Margin of Safety
Benjamin Graham (investing); adopted by Warren Buffett & Charlie Munger. Engineering origin in safety factors.

A margin of safety (MoS) is a buffer between what you have and what you need.
- In investing, pay a price well below intrinsic value so estimation errors and shocks don’t destroy capital. 
- In engineering/ops, design capacity above expected load (a safety factor) so systems stay safe under stress. - It’s a universal rule for action under uncertainty: protect against model error, variance, and tails before chasing upside. 
Investing version
- Intrinsic value (IV) vs Price (P).
- MoS (currency) = IV − P.
- MoS (%) = (IV − P) ÷ IV. Use larger MoS when quality is uncertain or cyclicality/tail risk is high.
Engineering/ops version
- Safety Factor (SF) = Capacity ÷ Expected Load.
- Safety Margin (%) = (Capacity − Load) ÷ Capacity. Choose SF based on variability, consequences of failure, and detection/response time.
Portfolio & bets
- Size exposure below theoretical optima (e.g., half-Kelly) to survive drawdowns and correlation spikes.
Planning
- Add time/cost buffers where variance concentrates (bottlenecks, long lead items), not everywhere.
Public/private investing – cyclicals, turnarounds, illiquid assets; concentrate only when MoS is demonstrably large.
Product & capacity – headroom on servers, queues, and fulfilment; surge tolerance.

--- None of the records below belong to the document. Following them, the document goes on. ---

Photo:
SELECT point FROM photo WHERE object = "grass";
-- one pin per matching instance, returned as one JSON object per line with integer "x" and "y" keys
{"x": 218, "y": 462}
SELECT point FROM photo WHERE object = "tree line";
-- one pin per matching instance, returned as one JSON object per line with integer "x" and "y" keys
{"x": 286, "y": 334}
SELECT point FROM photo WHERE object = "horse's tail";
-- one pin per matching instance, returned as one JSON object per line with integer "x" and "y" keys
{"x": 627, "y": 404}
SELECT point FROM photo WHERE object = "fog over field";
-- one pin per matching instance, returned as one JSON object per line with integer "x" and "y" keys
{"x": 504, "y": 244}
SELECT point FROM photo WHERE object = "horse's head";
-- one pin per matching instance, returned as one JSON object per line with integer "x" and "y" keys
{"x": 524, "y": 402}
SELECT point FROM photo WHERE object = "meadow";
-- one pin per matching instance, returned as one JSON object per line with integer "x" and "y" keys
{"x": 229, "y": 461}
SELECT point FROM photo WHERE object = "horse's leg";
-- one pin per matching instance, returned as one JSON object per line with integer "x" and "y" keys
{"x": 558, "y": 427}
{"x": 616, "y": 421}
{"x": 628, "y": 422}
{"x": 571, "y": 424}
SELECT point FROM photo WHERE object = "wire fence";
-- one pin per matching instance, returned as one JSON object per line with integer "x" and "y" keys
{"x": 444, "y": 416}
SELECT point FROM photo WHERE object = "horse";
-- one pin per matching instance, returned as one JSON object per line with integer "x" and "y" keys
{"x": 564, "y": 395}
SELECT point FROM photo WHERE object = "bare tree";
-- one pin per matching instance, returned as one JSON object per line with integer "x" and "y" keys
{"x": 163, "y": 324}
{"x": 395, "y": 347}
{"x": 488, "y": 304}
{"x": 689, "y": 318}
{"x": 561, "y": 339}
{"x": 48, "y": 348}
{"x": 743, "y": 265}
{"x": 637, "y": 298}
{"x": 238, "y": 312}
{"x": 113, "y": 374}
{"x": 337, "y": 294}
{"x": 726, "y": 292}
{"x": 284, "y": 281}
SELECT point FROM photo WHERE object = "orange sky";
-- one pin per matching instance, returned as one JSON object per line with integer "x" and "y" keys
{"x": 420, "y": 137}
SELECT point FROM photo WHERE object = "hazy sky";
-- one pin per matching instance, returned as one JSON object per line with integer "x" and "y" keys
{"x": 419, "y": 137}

SRE & safety – rate limits, circuit breakers, redundancy (N+1/2N).
Liquidity management – cash runway, covenant headroom, diversified credit lines.
Project management – schedule buffers and scope guards around risky milestones.
- Quantify the need - Investing: conservative IV from multiple methods (DCF ranges, comps, unit economics). 
- Ops: expected peak load (p95/p99), variability, single-point failure analysis. 
 
- Set the buffer rule - Investing MoS guideline: favour ≥ 30–40 percent gap for average quality; ≥ 50 percent for uncertain or cyclical cases. 
- Ops SF guideline: start at 1.2–2.0× depending on uncertainty and failure severity; higher where detection is slow or blast radius is large. 
 
- Design to the worst-plausible, not the mean - Use percentiles (p95/p99), scenario bands, and tail checks rather than averages. 
 
- Prefer convexity - Cap downside (limits, stop rules, ring-fencing) and keep some cheap upside exposure (options, small probes). 
 
- Place buffers surgically - Protect the constraint and one-way doors; avoid padding every step. 
 
- Review and resize - Re-estimate value/load as facts change; trim or add MoS with evidence. 
 
False precision – tight buffers against shaky estimates; treat IV and loads as ranges.
Over-conservatism – MoS so large you never act; pair with small reversible tests.
Bloat – padding everywhere slows flow and raises cost; buffer at bottlenecks and high-impact risks only.
Hidden correlation – “diversified” bets fail together in stress; test for common shocks.
Leverage + thin MoS – operating or financial leverage can erase buffers quickly; watch covenants and utilisation.
Erosion over time – creep in costs or load quietly consumes headroom; monitor p95/p99 and drift.